Goodenia quasilibera

Scientific classification
- Kingdom: Plantae
- Clade: Tracheophytes
- Clade: Angiosperms
- Clade: Eudicots
- Clade: Asterids
- Order: Asterales
- Family: Goodeniaceae
- Genus: Goodenia
- Species: G. quasilibera
- Binomial name: Goodenia quasilibera Carolin

= Goodenia quasilibera =

- Genus: Goodenia
- Species: quasilibera
- Authority: Carolin

Species of plant

Goodenia quasilibera is a species of flowering plant in the family Goodeniaceae and is native to Western Australia and South Australia. It is an ascending to erect herb with lance-shaped leaves at the base of the plant, sometimes with toothed edges and racemes of yellow flowers with brownish lines.

==Description==
Goodenia quasilibera is an ascending to erect herb that typically grows to a height of up to 30 cm with simple and glandular hairs. The leaves at the base of the plant are lance-shaped, 30–60 mm long and 3–7 mm wide, sometimes with toothed edges. The flowers are arranged in racemes up to 50 mm long, with leaf-like bracts, each flower on a pedicel 15–50 mm long.
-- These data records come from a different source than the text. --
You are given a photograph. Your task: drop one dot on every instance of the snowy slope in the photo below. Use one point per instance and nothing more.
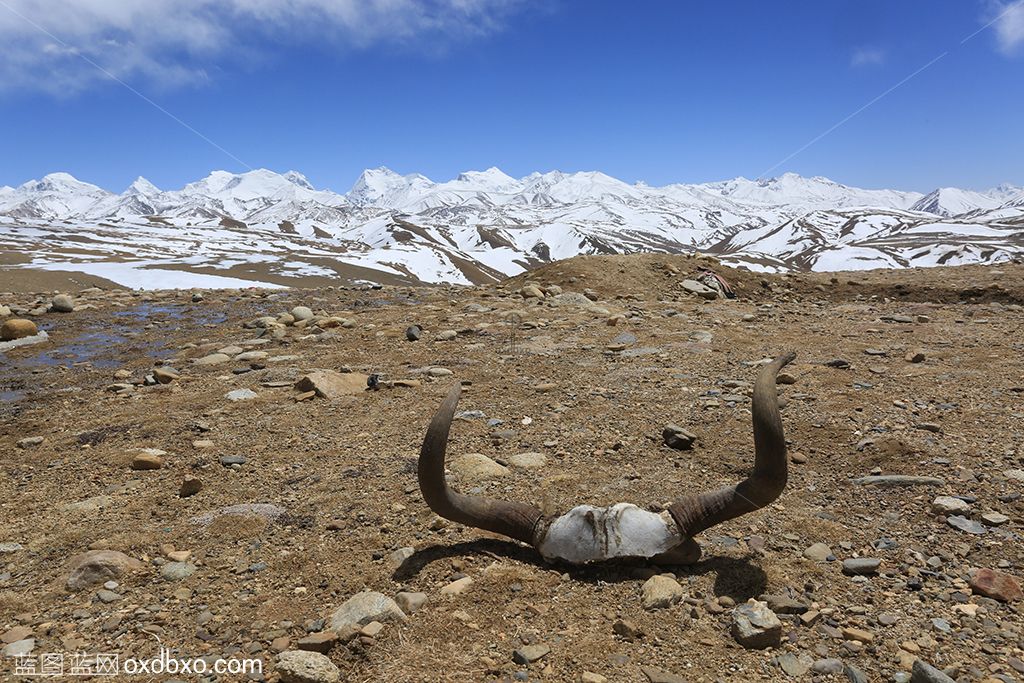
(265, 226)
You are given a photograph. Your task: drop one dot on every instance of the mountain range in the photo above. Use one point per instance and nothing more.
(262, 226)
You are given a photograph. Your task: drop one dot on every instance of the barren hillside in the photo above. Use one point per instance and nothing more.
(910, 372)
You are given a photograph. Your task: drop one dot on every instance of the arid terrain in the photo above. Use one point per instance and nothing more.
(911, 372)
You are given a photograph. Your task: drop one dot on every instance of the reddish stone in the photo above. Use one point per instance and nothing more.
(996, 585)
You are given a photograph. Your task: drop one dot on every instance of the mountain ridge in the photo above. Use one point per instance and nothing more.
(485, 222)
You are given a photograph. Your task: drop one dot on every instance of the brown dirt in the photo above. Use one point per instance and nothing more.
(350, 464)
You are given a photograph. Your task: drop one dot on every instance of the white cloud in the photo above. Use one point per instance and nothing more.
(867, 56)
(1010, 26)
(176, 42)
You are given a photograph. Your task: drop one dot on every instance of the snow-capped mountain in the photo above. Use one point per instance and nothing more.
(266, 226)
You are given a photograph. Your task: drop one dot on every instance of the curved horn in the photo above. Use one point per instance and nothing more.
(516, 520)
(696, 513)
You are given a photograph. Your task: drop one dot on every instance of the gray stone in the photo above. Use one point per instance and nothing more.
(241, 394)
(165, 375)
(854, 675)
(177, 570)
(212, 359)
(818, 552)
(477, 466)
(19, 647)
(994, 519)
(411, 602)
(267, 511)
(306, 667)
(329, 384)
(855, 566)
(966, 525)
(660, 592)
(925, 673)
(677, 437)
(530, 653)
(948, 505)
(899, 480)
(302, 313)
(700, 290)
(829, 666)
(398, 557)
(527, 461)
(365, 607)
(655, 675)
(62, 303)
(96, 566)
(756, 627)
(796, 665)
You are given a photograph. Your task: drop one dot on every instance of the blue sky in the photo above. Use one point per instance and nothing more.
(654, 91)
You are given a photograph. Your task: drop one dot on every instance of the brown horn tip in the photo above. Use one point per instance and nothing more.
(516, 520)
(696, 513)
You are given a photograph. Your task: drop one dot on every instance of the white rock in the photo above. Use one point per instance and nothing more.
(587, 534)
(306, 667)
(365, 607)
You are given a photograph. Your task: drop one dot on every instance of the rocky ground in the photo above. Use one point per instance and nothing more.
(177, 472)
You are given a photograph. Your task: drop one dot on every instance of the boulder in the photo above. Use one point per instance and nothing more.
(17, 328)
(97, 566)
(329, 384)
(365, 607)
(477, 466)
(62, 303)
(306, 667)
(756, 627)
(995, 585)
(660, 592)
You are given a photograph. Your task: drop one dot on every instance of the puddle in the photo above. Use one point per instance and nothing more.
(107, 349)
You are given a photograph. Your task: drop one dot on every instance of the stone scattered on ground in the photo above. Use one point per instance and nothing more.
(96, 566)
(17, 328)
(365, 607)
(996, 585)
(306, 667)
(477, 466)
(756, 627)
(62, 303)
(329, 384)
(662, 591)
(677, 437)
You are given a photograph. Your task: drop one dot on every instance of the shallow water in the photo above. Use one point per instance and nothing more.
(105, 348)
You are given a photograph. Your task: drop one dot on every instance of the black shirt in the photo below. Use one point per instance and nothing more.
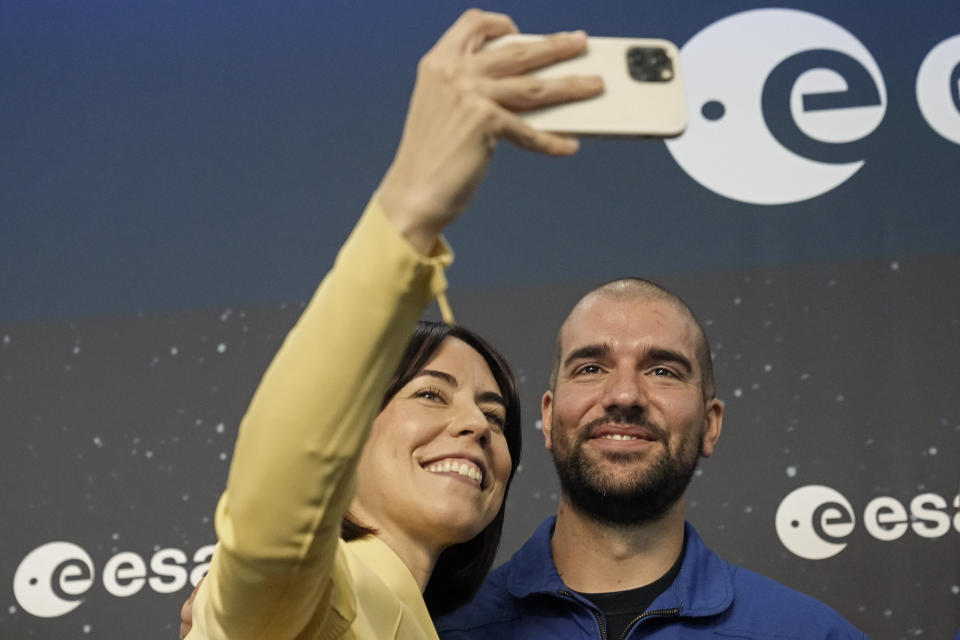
(621, 608)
The sepals are elliptic, 3–5 mm long, the petals yellow with brownish lines and 12–17 mm long. The lower lobes of the corolla are 6–7 mm long with wings about up to 2.5 mm wide. Flowering mainly occurs from August to January.

==Taxonomy and naming==
Goodenia quasilibera was first formally described in 1992 by Roger Charles Carolin in the Flora of Australia from a specimen collected by Alex George in the Thomas River valley in 1960. The specific epithet (quasilibera) means "almost free", referring to the sepals that are almost free from the ovary.

==Distribution==
This goodenia grows in sandy soil and clay on flats and occurs in disjunct populations between Meekatharra and Cape Arid in Western Australia and the Eyre Peninsula in South Australia.

==Conservation status==
Goodenia quasilibera is classified as "not threatened" by the Government of Western Australia Department of Parks and Wildlife.